次に workder MPM について解説。worker MPM の特徴は、次のとおり。

  • スレッド対応型
  • リクエスト処理は、スレッドが対応する
  • 負荷に応じて、子プロセス数を増減させる
  • 1 子プロセスあたりのスレッド数は固定になっている

worker MPM は、子プロセス数を増減させるというところは prefork MPM と似ているが、リクエスト処理をスレッドが対応するというところが大きく違っている。worker MPM は子プロセスを生成したとき、リクエスト処理をするスレッドを最初にすべて生成するので、新しいリクエストがきたとき、prefork MPM のように子プロセスの生成を待つ必要がないので prefork MPM よりパフォーマンスがよい。

<worker MPMのデフォルト設定>


StartServers 2
MaxClients 150
MinSpareThreads 25
MaxSpareThreads 75
ThreadsPerChild 25
MaxRequestsPerChild 0

関連するディレクティブの説明は、次のとおり。

  • StartServers: 最初に起動する子プロセスの数
  • MinSpareThreads: アイドル状態のスレッド最小数
  • MaxSpareThreads: アイドル状態のスレッド最大数
  • MaxClients: 同時に応答することのできるクライアント数の最大数 (つまり全プロセス中の総スレッド数の最大値)
  • ThreadsPerChild: 子プロセスそれぞれに生成されるスレッド数
  • MaxRequestsPerChild: それぞれの子プロセスが扱うリクエスト数の制限数

perchild MPM

perchild MPM の特徴は、次のとおり。

  • スレッド対応型
  • リクエスト処理は、スレッドが対応する
  • 負荷に応じて、スレッド数を増減させる
  • 子プロセスの数は固定になっている

perchild MPM は、worker MPM の反対のような特徴をもっており、スレッド数だけが増減する仕組みとなっている。
そのため、子プロセスの生成を待つ必要がなく、スレッドも必要なだけになるため、もっともリソースを有効に使うことができる MPM といえる。ただし、prechild MPM は不安定な面もあるという情報があるので、本番環境で使う前には入念なテストが必要。

winnt MPM

winnt MPM の特徴は、次のとおり。

  • スレッド対応型
  • リクエスト処理は、スレッドが対応する
  • Windows NT に特化したスレッドモデル

winnt MPM は、その名の通り Windows NT 向けに特化した MPM 。Windows 上の Apache HTTP サーバでは、winnt MPM がデフォルトで使われる。このMPMは、マルチスレッド化し処理を行うためのプロセスを生成することはない。関連するパラメータは以下の通り。

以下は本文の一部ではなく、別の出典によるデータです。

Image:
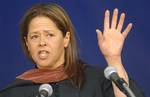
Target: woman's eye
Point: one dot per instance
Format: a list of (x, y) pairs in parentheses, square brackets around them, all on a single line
[(50, 35)]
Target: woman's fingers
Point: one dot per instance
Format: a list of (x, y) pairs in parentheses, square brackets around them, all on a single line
[(127, 30), (106, 21), (121, 22), (99, 36), (114, 18)]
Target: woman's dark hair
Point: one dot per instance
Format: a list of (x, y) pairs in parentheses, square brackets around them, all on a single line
[(73, 67)]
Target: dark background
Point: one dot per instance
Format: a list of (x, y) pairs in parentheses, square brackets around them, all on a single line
[(86, 15)]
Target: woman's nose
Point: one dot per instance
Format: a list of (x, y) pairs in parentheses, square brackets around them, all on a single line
[(42, 41)]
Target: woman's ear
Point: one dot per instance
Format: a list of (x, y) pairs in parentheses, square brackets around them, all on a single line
[(26, 43), (67, 39)]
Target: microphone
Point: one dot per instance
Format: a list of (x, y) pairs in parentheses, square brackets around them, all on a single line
[(111, 74), (45, 90)]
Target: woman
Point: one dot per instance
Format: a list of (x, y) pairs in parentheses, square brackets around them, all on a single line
[(48, 40)]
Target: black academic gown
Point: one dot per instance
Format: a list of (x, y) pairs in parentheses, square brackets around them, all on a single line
[(96, 85)]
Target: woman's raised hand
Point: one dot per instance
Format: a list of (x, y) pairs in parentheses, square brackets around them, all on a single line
[(112, 38)]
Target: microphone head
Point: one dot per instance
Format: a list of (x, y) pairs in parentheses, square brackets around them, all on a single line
[(46, 87), (109, 70)]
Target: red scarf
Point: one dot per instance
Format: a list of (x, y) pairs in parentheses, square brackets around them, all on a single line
[(44, 75)]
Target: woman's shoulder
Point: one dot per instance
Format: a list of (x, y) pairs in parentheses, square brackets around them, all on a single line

  • ThreadsPerChild:子プロセスそれぞれに生成されるスレッド数。デフォルト値:250
  • MaxRequestsPerChild:子サーバプロセスが扱うことのできるリクエストの制限数。デフォルト値:0(無限)

補足

  • prefork MPM より worker MPM の方がパフォーマンスが高い理由
    • リクエスト処理をするために子プロセスを生成するではなくスレッドを使うところがポイント。詳しくはまた後日。